Wednesday, October 14, 2009

Read Wolf

The FT's Martin Wolf is always cogent, thoughtful, and (unlike this commentator) parsimonious with his words. No, I am not bucking for a dinner-party invite. But one should read - even if you might disagree - two of his two recent pieces, one a commentary on Fred Bersten's forthcoming article (hat-tip to JCK @ Alea), and second arguing why LibDem Shadow Chancellor Vince Cable's Mansion Tax proposal is right.

4 comments:

David Pearson said...

Cassandra,

Wolf seems to think reserve status is the result of immaculately conceived policy choices between available currencies. In such a hypothetical contest, the dollar always wins hands down.

To mix metaphors, its not the destination that's in doubt, its the journey. Imagine China wants to proceed with mercantilist policies, but suffers from a nasty bit of export overcapacity and lack of external demand. What policy would result given political pressure over unemployment? Stimulating domestic demand is a viable option, but there's only one way to do that: make the Yuan overvalued (Brazil has done this time and again). The result would be a nice big consumption boom, and the resulting export-sector unemployment would be preferable to the alternative.

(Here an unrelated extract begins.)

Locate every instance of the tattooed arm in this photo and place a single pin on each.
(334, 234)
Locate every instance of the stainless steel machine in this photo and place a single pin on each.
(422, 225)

So if China runs a trade deficit, that would be nice for U.S. exports. The impact on interest rates is another story, as China would sell Treasuries to finance the deficit. What do you get when you combine high fiscal deficits and Chinese selling of Treasuries? A crash in the long bond? The Fed's reaction would be to step in to finance the deficits, all the while genuflecting to the output gap as the guarantor of low inflation. What is the probability of the U.S. maintaining reserve policy status conditional on the Fed's continued financing of structural fiscal deficits? Much lower that the non-conditional probability that Wolf conceives of.

Rantings of a dollar bear? Maybe. But if the starting assumption is, "the U.S. economy will not reach the escape velocity needed for self-sustaining growth", then much of this follows. This assumption is obviously not a certainty, but its at least likely enough to not be dismissed out of hand.

Manc Trader said...

Cassandra what did you think of his piece on "Narrow Banking"?

I personally would really like a world with less of this funny money nonsense.

I am happy to trade and make less in a world where there is less volatility induced by reckless monetary policies.

He was not as critical about this idea as I thought he would be.


http://www.ft.com/cms/s/0/34cbca0c-ad28-11de-9caf-00144feabdc0.html

Demetrius said...

Property Tax, by coincidence I posted on this on 24 September, in parallel. My take though was the fiscal situation, and the atrophy of the UK tax base demanding other tax sources. Other than than Wolf is probably along the right lines.

Anonymous said...

You are a bit of a windbag.
But you eventually make some sense.
Don't ever write an instruction manual!!